Looking back I probably wasn’t the greatest advisor. Running a startup is a busy job and I don’t think I made myself as available as I should have. In the grand scheme of things, that probably didn’t matter as I was only a minor part of their supervisory team but I do look back and think I should have allocated a little more time. Both students have now graduated with interesting PhDs focused around AI and its applications in medical imaging.
It was around this time that we also started working towards publishing our own research work. As a medical device you need peer reviewed results to both be taken seriously and to achieve regulatory approval. Whenever we published a paper we were working with external collaborators to minimise any bias in our work, and to help build our clinical network.
We published at conferences and in journals. In both cases we made the call to focus on clinical publications rather than technical ones, our goal was clinical impact and not clever engineering and we wanted our output to reflect that.
2018 - Regulatory Approval
Towards the tail end of 2018 we also had our first regulatory audit. We’d chosen to pursue CE certification as a first step. In Australia if you have a CE marked device you can put it onto the ARTG, our register of medical goods, without needing an additional Audit in Australia. This would give us access to two markets, Europe and Australia, fairly quickly.
The scope of our audit covered two separate products. One was a Class I device which patients used to receive results and communicate with clinicians. The other was a Class IIA device which processed the data and provided diagnostic assistance. By that stage we had incorporated data from blood tests, MRI and patient reported demographic information to create a series of diagnostic risk scores at different stages of the diagnostic process.
The audit itself was a monotonous process. Most of all, an audit is a review of process and ensuring that you have met the requirements of the various clinical standards like ISO13485. Auditors aren’t there to run independent tests on your product or functionality, they’re there to ensure you have the right systems in place to build consistent products that meet whatever standard of efficacy you claim. Any verification of efficacy, in our case the accuracy of our models, is done independently in clinical validation studies, the output of which form a part of your Quality Management System (QMS).

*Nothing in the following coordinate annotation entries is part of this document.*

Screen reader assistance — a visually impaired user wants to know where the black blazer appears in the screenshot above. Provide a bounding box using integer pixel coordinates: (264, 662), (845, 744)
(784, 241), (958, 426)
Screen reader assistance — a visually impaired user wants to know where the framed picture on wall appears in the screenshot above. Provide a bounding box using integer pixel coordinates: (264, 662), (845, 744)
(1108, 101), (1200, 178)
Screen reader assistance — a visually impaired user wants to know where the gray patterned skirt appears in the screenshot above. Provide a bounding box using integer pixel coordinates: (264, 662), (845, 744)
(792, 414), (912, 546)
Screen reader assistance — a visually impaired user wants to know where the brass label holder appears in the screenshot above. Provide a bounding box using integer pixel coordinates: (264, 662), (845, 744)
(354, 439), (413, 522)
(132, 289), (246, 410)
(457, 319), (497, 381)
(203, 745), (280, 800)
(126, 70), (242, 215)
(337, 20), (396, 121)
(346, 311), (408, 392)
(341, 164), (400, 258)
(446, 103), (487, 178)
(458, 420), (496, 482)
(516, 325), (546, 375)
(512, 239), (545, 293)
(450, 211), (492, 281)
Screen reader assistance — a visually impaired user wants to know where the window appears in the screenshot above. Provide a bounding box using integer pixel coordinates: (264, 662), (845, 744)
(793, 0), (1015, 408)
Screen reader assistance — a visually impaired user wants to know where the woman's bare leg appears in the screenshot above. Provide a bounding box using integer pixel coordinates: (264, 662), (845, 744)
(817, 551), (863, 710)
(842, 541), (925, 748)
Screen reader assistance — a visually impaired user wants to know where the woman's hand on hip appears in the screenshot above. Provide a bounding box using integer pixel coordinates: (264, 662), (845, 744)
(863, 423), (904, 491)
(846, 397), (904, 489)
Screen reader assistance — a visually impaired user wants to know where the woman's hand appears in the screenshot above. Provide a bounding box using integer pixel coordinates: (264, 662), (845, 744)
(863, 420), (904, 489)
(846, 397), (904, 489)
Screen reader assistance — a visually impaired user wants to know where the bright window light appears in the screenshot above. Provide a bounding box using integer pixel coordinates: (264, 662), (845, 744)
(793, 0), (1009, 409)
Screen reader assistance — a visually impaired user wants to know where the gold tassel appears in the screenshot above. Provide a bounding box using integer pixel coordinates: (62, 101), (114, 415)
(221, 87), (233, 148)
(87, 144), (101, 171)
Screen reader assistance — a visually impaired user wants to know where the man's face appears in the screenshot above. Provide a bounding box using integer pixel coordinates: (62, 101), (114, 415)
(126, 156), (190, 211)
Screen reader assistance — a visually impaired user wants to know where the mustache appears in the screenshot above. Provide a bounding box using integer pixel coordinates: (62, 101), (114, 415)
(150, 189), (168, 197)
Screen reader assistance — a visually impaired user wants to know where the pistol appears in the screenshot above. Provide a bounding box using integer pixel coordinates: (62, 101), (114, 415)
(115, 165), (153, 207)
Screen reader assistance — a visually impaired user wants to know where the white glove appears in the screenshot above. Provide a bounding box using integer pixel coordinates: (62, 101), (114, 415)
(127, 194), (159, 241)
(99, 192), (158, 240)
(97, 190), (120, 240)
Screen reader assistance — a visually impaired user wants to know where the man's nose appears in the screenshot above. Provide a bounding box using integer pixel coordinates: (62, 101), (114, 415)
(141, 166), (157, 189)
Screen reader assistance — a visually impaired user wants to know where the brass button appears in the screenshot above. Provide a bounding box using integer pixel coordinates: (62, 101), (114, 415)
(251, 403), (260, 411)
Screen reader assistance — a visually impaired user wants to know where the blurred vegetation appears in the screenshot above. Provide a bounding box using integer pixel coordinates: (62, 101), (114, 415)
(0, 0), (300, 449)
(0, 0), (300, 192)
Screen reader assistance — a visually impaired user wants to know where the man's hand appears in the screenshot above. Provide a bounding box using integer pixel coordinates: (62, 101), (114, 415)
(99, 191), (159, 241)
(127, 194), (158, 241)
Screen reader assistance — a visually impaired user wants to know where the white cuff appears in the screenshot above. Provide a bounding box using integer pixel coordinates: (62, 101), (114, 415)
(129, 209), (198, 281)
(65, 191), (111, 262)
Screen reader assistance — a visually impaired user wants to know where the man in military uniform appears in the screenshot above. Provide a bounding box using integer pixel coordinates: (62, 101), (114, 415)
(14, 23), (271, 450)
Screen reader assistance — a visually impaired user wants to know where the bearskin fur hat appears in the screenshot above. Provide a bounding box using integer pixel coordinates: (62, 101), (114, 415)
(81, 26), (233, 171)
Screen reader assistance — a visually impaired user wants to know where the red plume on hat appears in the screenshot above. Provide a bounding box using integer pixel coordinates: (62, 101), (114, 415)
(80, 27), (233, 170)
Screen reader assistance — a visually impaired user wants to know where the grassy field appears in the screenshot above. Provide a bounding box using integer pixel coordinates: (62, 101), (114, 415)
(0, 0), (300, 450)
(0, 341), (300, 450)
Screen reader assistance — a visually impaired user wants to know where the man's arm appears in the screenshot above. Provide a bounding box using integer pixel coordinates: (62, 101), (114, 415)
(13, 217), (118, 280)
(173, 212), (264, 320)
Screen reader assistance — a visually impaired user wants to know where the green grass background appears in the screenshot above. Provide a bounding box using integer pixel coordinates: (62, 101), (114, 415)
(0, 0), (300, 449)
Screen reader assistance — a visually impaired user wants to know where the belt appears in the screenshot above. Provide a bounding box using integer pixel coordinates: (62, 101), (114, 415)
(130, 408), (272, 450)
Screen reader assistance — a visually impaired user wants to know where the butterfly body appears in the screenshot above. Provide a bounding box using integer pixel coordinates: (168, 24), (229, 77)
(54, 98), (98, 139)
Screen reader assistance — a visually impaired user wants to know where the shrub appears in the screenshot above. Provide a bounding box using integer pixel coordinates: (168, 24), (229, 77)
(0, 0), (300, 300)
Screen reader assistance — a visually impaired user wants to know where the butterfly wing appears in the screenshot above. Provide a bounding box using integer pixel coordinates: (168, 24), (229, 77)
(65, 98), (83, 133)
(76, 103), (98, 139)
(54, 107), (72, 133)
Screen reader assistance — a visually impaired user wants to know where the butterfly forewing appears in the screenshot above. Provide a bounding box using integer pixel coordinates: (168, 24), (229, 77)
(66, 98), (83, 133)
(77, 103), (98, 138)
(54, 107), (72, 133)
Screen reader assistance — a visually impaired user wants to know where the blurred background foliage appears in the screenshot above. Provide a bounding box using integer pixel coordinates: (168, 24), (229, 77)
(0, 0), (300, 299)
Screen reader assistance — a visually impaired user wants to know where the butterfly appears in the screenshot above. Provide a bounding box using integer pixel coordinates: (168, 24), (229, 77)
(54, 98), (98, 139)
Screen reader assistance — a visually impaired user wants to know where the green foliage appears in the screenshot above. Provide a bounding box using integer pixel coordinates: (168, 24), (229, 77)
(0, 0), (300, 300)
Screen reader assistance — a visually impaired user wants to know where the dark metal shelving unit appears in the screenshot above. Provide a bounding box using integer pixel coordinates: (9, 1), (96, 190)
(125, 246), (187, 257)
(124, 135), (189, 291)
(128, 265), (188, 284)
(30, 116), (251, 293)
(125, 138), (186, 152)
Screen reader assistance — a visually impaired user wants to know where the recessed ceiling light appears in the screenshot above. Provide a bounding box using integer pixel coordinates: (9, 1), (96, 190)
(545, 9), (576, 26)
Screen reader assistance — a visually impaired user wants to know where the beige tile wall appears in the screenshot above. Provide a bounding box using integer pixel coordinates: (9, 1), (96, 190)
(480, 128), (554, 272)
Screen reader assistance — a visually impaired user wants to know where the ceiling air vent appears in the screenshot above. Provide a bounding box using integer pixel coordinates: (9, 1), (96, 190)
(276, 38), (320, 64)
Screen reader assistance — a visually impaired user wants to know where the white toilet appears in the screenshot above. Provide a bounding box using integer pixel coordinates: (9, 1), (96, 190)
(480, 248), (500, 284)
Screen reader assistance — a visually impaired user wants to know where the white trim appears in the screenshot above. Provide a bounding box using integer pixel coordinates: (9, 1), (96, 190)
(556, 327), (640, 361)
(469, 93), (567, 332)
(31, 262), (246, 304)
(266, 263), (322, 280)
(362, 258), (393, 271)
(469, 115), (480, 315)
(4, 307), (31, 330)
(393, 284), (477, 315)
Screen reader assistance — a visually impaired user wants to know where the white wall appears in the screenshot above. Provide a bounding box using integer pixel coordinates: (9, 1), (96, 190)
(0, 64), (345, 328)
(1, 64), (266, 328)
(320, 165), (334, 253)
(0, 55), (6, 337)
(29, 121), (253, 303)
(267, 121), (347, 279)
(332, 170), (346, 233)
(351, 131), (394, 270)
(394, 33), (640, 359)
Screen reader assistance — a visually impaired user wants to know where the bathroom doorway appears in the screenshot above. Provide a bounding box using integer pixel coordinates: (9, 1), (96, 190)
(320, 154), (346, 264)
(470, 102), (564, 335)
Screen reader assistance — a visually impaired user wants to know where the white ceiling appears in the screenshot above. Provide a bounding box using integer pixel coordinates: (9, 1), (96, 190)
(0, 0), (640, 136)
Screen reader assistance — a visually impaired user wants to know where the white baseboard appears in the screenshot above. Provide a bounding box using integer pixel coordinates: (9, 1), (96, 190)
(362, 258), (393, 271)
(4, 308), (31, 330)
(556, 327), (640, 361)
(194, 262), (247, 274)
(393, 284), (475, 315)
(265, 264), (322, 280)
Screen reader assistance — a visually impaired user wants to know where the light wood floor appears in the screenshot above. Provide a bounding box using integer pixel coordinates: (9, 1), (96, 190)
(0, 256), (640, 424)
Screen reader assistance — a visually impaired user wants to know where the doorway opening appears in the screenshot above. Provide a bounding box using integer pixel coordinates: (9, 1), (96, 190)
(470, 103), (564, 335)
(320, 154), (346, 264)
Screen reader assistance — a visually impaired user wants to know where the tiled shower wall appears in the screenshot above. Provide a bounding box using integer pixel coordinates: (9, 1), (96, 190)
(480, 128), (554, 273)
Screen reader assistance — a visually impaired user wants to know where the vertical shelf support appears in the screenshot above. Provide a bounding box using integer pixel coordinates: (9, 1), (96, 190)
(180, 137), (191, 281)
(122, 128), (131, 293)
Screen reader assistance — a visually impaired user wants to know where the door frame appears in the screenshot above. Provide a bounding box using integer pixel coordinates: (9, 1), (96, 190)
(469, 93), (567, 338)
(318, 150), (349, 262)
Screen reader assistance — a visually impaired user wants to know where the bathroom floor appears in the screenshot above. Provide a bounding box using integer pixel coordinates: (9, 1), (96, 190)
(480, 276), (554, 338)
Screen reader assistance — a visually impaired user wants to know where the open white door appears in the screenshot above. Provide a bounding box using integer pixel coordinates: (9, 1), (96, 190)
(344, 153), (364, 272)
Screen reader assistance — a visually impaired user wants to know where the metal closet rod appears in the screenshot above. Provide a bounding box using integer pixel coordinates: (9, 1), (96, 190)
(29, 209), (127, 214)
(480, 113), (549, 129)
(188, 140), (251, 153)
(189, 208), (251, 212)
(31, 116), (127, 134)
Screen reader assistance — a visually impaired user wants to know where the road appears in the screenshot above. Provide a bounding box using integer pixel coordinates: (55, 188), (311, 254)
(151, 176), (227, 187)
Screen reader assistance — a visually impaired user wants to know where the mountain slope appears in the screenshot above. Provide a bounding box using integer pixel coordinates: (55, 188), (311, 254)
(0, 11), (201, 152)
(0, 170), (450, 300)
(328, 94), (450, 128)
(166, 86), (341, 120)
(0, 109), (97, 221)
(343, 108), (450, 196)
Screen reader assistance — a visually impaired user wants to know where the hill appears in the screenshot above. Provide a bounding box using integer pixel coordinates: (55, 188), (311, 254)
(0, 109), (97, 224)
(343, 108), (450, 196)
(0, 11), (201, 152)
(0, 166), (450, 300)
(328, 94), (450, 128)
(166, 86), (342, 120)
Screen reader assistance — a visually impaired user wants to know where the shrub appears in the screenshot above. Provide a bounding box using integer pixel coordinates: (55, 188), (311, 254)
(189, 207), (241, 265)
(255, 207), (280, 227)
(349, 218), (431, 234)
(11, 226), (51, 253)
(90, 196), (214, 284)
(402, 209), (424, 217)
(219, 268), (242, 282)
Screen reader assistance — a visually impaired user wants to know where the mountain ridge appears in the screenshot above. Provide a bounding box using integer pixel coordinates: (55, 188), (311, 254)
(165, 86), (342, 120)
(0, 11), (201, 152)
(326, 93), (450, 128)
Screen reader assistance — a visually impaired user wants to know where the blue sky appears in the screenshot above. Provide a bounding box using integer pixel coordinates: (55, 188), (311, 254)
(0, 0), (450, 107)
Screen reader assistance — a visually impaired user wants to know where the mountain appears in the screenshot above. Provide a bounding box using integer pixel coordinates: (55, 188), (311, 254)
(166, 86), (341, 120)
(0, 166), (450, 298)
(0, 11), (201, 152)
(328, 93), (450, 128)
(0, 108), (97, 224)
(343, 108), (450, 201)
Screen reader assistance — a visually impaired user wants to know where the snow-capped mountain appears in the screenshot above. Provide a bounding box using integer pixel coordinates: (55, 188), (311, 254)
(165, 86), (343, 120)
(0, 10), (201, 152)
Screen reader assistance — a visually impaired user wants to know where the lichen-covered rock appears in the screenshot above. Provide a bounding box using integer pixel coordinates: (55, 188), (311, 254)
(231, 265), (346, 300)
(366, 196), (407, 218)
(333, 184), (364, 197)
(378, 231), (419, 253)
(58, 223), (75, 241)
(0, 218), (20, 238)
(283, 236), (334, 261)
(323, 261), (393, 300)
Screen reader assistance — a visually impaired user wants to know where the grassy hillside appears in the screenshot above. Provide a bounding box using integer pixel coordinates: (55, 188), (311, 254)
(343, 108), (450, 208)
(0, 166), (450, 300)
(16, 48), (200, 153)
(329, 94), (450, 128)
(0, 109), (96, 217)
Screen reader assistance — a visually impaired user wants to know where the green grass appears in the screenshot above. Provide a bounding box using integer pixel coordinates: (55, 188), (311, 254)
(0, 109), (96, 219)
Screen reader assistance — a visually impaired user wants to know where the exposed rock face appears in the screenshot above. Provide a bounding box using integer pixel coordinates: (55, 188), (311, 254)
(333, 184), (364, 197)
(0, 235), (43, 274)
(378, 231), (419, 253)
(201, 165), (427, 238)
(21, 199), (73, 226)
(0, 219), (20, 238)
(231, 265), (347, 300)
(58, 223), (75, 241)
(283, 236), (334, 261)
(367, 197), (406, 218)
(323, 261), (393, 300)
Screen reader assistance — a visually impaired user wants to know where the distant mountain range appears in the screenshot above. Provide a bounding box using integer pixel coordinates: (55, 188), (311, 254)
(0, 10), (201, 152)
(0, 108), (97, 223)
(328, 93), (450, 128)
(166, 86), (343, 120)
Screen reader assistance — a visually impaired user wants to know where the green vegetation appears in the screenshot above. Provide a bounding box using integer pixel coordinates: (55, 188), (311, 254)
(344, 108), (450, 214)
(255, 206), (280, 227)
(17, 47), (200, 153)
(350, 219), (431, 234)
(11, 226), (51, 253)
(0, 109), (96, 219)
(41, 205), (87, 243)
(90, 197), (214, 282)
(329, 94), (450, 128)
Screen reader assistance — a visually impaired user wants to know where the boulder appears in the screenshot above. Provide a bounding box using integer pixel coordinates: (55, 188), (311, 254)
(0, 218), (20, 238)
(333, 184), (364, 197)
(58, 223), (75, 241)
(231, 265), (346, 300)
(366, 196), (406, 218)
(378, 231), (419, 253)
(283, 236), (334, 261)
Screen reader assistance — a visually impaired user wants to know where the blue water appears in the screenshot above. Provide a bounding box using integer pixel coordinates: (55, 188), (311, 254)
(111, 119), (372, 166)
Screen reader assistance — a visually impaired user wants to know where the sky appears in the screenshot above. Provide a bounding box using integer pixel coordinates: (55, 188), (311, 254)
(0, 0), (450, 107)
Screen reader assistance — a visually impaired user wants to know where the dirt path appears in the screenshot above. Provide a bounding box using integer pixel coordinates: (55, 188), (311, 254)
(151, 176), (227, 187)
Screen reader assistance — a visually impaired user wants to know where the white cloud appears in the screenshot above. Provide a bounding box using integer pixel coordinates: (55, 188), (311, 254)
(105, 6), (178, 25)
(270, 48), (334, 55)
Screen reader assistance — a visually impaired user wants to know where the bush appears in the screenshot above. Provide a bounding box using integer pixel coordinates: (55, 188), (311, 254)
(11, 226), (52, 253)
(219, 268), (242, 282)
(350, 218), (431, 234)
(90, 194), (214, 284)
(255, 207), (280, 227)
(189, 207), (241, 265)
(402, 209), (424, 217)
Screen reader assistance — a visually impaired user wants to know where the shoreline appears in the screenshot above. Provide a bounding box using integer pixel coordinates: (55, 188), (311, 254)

What baffled me the most was how little the auditing team understood about software. I am sure they do audits back to back all year long so you can’t expect them to know every kind of product but a lot of the process felt extremely disconnected to a non-physical product. The most direct example I can give of this is their insistence that we review our process around toxicity.
If you’re building a physical product you need to ensure it’s use isn’t going to cause issues if it comes into contact with someone or they eat it. That is not something that makes sense in the world of software. Software may well be eating the world but I promise you can’t get sick from eating software. It took numerous back and forth discussions around this before they were happy to accept that this section was ‘not applicable’ in the context of our QMS.
Tangentially keeping up with medical device regulation since then I can say that it has certainly matured. Even in our later audits there was an increased focus on software specific content like privacy and security which weren’t present at the start. AI itself also now has country specific guidelines and regulation which govern its use in a medical context.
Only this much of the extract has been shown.